The default way of reporting warnings in Gradle is using a logger.
For example we could write something like:
```
abstract class ComposePlugin : Plugin<Project> {
override fun apply(project: Project) {
if (project.hasNonJvmTargets() && project.usesNonJBComposeCompiler()) {
project.logger.warn("...")
}
}
}
```
This approach has a few issues:
1. When the Configuration Cache is enabled, project's configuration might
get skipped altogether, and the warning won't be printed.
2. If a project contains multiple Gradle modules (subprojects),
the warning might be printed multiple times. That might be OK
for some warnings. But repeating exactly the same warning
10s or 100s is unnecessary.
The only way to share the state between Gradle modules,
while preserving compatibility with the Configuration Cache,
is to define Gradle Build Service.
In 1.5.0 we used Gradle Build Service mechanism for both warnings.
However, I did not know that:
* only the service's parameters are persisted in the Configuration Cache.

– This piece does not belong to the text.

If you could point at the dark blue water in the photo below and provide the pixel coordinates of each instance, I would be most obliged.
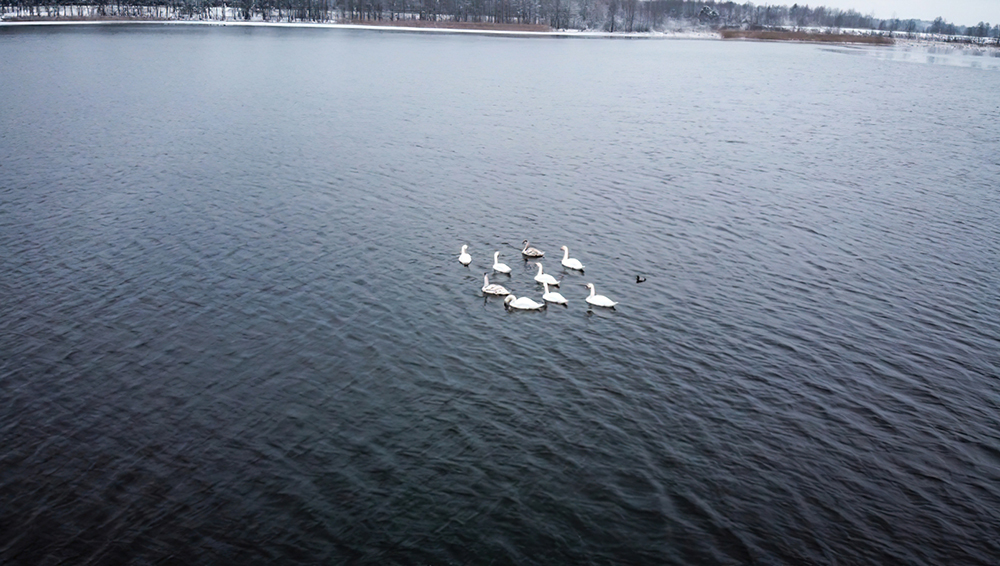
(234, 330)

The service itself is not persisted.
* if a service instance is materialized during the configuration
phase, then all changes made to its parameters will not be
visible to that particular instance (but they will be visible to the
next instance).
So the only way to report diagnostics with configuration cache without
repetition is to define a service that is not materialized
during the configuration phase (i.e. serviceProvider.get() is not called),
add to add warnings to a set property of the service.
This change implements that.
Resolves#3595
* Fix cache kind management with nested subprojects
Previously, cache kind property management
worked incorrectly when Compose Gradle plugin
was applied to both parent and child subprojects,
e.g. :compose-subproject-1:compose-subproject-2.
With this example the plugin would successfully
set the property for compose-subproject-1,
but then for compose-subproject-2 the following snippet
would fail:
```
if (project.hasProperty(targetCacheKindPropertyName)) {
project.setProperty(targetCacheKindPropertyName, NONE_VALUE)
}
```
because project.hasProperty would have return true
(because it checks parent subproject properties too),
but project.setProperty would fail, because
parent project's properties are read only.
Warnings were also handled incorrectly in this case,
because during the configuration of compose-subproject-1 we might set
`kotlin.native.cacheKind.ios*=none`,
which would then cause a warning during the configuration of compose-subproject-2.
To avoid incorrect warnings, we now
record the snapshot of relevant properties
during Compose Multiplatform build service initialization
Resolves#3515
* Fix issues from code review
We tried to enable the compiler cache, when
Kotlin/Native 1.9.0 is used.
Prior to Kotlin 1.9.0, the caching could not
be used with Compose, because code generation would fail.
With Kotlin 1.9.0, code generation succeeds, but generated debug symbols cause issues with dsymutil during xcode build.
For more details, see https://youtrack.jetbrains.com/issue/KT-61270
This change partially reverts https://github.com/JetBrains/compose-multiplatform/pull/3477 and https://github.com/JetBrains/compose-multiplatform/pull/3496
Now, we always set `kotlin.native.cacheKind=none` in
Compose Multiplatform Gradle plugin for all
versions of Kotlin until KT-61270 is fixed.
Also, explicit cache kind error becomes a warning again.